※本稿は、ジョセフ・ヒース、アンドルー・ポター『反逆の神話〔新版〕』(ハヤカワ・ノンフィクション文庫)の一部を再編集したものです。
誰がカート・コバーンを殺したのか
1994年4月8日の早朝、シアトルのすぐ北、ワシントン湖を見わたす高級住宅に、新しい防犯システムを設置しにやってきた電気工が、遺体を発見した。この家の持ち主のカート・コバーンは、血の海となった温室の床に倒れていた。致死量のヘロインを摂取していたが、さらに始末をつけようと意を決して、12口径のレミントン散弾銃で左側頭部を撃ち抜いたのだった。

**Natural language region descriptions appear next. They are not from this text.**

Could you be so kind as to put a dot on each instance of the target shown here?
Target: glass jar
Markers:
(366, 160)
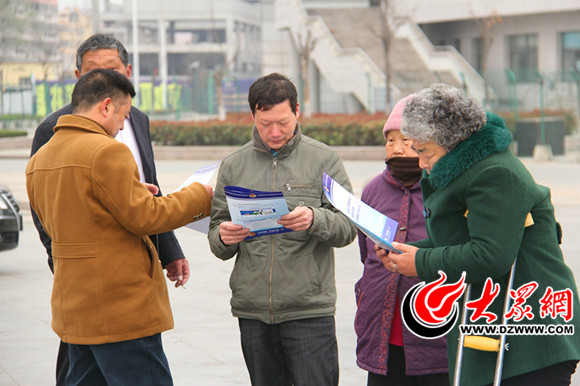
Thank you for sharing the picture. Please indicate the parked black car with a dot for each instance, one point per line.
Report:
(10, 220)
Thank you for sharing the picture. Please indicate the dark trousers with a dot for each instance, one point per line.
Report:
(396, 373)
(62, 364)
(559, 374)
(300, 352)
(134, 362)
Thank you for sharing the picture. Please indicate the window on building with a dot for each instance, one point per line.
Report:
(478, 54)
(570, 53)
(523, 56)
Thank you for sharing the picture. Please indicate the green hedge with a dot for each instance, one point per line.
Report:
(332, 129)
(12, 133)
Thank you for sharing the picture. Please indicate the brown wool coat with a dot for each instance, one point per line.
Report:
(108, 281)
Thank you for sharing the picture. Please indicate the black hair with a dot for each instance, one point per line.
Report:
(101, 42)
(270, 90)
(97, 85)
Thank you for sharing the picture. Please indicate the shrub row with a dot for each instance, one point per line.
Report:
(12, 133)
(332, 129)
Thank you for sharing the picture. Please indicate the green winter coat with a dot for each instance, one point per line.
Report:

コバーンの自殺が報じられたとき、ほとんど誰も驚きはしなかった。なにしろ「アイ・ヘイト・マイセルフ・アンド・ウォント・トゥ・ダイ(自分が嫌いだ、死にたい)」という曲を残した人物なのだから。1990年代のおそらく最も重要なバンド、ニルヴァーナのリーダーとして、コバーンの一挙一動はメディアに追われていた。以前起こした自殺未遂は大きく報じられた。
遺体のそばに置かれていたメモにはたいした解釈の余地はなかった。「だんだんに消えていくより燃え尽きるほうがいい」。それにもかかわらず、彼の死は少数ながら陰謀説を生み出した。誰がカート・コバーンを殺したのか?
カウンターカルチャーなのに人気になってしまった
ある意味では答えは明白だ。カート・コバーンを殺したのはカート・コバーンだ。だが犯人であると同時に被害者でもあった。誤った考えの──カウンターカルチャーの思想の犠牲者だった。自分はパンクロッカーだと、「オルタナティブ」音楽の担い手だと思っていながらも、彼のアルバムはミリオンセラーとなった。主にコバーンのおかげで、かつては「ハードコア」と呼ばれていた音楽が「グランジ」と看板をかけ替えて大衆に売られた。
しかし、この人気はコバーンにとって自慢の種になるどころか、つねに困惑のもとだった。自分はオルタナティブを裏切って「メインストリーム」になったのか、との疑いが脳裏につきまとった。
アルバム『ネヴァーマインド』でブレイクし、マイケル・ジャクソンを上回る売上げを記録しだすと、ニルヴァーナはわざとファンを減らそうと努めた。次のアルバム『イン・ユーテロ』は明らかに難解だった。だが努力は実らなかった。このアルバムはひきつづきビルボードのチャートの第1位を獲得した。